漁業者と企業、連携を アグリテック・サミット
日本経済新聞社が11日、都内で開いたシンポジウム「AG/SUM(アグサム) アグリテック・サミット2018」で、漁村の活性化や水産物の安定供給に向け、資源管理の強化や漁業者と企業の連携推進などが必要だとの意見が相次いだ。
パネル討論には参院議員の江島潔自民党水産部会長や水産庁の長谷成人長官らが参加。長谷長官は、日本の漁業は海洋環境の変化や周辺国の漁獲増などの課題に直面していると指摘。資源管理を強化し「世界有数の好漁場である日本水域の資源水準を底上げしたい」と話した。

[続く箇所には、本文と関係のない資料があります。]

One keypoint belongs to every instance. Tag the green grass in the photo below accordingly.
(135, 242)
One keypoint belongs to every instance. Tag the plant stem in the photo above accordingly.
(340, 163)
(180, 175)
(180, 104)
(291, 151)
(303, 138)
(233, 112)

全国漁業協同組合連合会の長屋信博代表理事専務は「漁業は量から質を競う時代」と指摘。国内漁獲量は減少傾向にあるものの、船上で神経締めをするなどの付加価値向上で「生産額が向上するなど明るい兆しも見えている」。全漁連として漁業者と企業の連携を促す考えを示した。
オカムラ食品工業(青森市)の岡村恒一社長は漁業ビジネス成功の秘訣は「地元の海を知り尽くした漁業者との協調」と説明。地域と協調しながら「所得と雇用を呼び込みたい」と話した。江島議員は「日本は排他的経済水域(EEZ)の面積が世界6位で多くの可能性を秘めている」と指摘。「漁業の活力アップのため、政府としても全力で取り組む」と語った。